Wie betreuen sie herztransplantierte Kinder in Tannheim?

Wir betreuen unsere Patienten rund um die Uhr und profitieren hier vor allem von den kurzen Wegen. Außerdem tun wir alles dafür, den Status Quo, mit dem die Kinder die Reha beginnen, zu verbessern. Sport ist natürlich essenziell für Herzpatienten: Wir messen ihre körperliche Belastbarkeit und geben ihnen eine individuelle Leistungseinschätzung – als Basis für später. Einen großen Stellenwert hat die psychosoziale Betreuung.

Wie unterscheidet sich Ihre Arbeit von der in einem regulären Krankenhaus?

In einer Akutklinik kommen die Patienten mit einem Problem; darauf folgen Diagnose, Therapie, begleitende Maßnahmen – und dann wird der Patient entlassen. In Tannheim beginnt unsere Arbeit dort, wo die der Akutklinik endet. Wir zeigen Patienten, wie sie mit ihrer Krankheit umgehen können; geben ihnen Hilfestellungen und bereiten sie auf ihre Rückkehr in den Alltag vor. Der Zeithorizont ist hier langfristiger angelegt. Auf der Tannheim-Website heißt es: „Die Zahl an Patienten, die in Folge des Herzfehlers und bedeutungsvoller Restbefunde langfristig eine schwere chronische Herzerkrankung entwickeln wird, dürfte in den kommenden Jahren stark ansteigen.“ Warum? Medikamente und Verfahren werden besser, dadurch erreichen mehr Kinder das Erwachsenenalter, es gibt also mehr EMAHs (Anm. d. Red.: Erwachsene mit angeborenem Herzfehler), die mit ihren Begleiterscheinungen umzugehen wissen müssen. In der Betreuung dieser Patienten bedarf es des vereinten Fachwissens des Kinder- und Erwachsenenkardiologen. Das gibt den EMAH- Patienten die notwendige Sicherheit. Nach wissenschaftlichen Untersuchungen ist die Schwere des Herzfehlers nicht entscheidend für das Maß der Belastung. Warum? Das liegt an der psychosozialen Belastung: Die Schwere eines Herzfehlers sagt nichts über die Einschränkungen im Alltag aus. So kann ein Patient mit einem Einkammerherzen leichter mit seinen Einschränkungen leben, weil sie vorhersagbar sind und er sich darauf einstellen kann. Ein Patient mit malignen Herzrhythmusstörungen dagegen kann das nicht. Die mangelnde Vorhersehbarkeit belastet manche Patienten stark.

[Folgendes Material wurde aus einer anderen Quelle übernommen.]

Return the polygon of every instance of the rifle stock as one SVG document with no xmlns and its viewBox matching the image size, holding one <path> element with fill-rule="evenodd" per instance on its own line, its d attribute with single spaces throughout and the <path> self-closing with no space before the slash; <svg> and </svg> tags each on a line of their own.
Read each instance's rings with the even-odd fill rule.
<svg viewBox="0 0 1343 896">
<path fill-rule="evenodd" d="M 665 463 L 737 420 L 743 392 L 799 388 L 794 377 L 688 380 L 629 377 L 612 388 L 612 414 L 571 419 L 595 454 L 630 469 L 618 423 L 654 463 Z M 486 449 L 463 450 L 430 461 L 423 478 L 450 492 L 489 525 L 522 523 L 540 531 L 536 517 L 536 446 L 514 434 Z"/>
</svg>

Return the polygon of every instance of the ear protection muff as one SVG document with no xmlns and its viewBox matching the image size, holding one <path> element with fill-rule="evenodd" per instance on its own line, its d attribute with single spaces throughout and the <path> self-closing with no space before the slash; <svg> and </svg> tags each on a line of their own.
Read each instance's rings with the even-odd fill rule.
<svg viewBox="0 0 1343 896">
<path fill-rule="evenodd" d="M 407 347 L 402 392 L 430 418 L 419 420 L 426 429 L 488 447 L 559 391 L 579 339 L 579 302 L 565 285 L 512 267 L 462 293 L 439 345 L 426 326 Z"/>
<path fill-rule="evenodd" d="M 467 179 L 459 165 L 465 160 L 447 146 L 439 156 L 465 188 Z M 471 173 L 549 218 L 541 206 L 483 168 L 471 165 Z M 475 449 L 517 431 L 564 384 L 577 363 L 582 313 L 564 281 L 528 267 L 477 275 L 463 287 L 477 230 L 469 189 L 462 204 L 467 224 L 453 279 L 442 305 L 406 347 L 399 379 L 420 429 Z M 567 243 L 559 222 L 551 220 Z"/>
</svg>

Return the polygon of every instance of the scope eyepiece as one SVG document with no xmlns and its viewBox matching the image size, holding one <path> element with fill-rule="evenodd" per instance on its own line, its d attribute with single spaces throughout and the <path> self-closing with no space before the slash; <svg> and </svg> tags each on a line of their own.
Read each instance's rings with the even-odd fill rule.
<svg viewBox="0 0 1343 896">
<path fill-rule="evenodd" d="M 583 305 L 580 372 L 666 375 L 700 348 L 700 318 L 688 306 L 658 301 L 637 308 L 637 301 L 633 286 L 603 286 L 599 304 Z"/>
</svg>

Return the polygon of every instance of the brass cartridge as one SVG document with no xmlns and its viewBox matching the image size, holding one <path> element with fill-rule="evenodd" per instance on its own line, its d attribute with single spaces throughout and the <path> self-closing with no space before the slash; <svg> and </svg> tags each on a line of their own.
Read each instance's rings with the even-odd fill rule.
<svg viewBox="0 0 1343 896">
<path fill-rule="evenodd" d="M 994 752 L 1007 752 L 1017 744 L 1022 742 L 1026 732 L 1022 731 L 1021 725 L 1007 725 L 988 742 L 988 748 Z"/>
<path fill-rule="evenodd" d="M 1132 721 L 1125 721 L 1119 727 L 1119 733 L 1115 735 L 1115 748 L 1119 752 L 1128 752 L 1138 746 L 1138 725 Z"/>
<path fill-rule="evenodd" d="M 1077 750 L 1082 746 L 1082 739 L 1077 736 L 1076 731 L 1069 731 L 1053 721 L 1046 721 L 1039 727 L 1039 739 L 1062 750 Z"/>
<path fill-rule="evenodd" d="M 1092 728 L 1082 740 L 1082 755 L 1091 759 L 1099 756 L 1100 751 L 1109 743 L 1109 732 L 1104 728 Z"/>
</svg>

Wie nehmen Sie Kindern und Eltern ihre Ängste?

Informieren, erklären, reden, verstehen lassen, offen und ehrlich sein – das ist das Wichtigste. Ein Rest Angst bleibt natürlich. Kinder stecken ihre Krankheit dabei meist besser weg als ihre Angehörigen oder ältere Patienten. Von diesem Optimismus und der Positivität könnte sich auch so manch Gesunder noch etwas abschauen.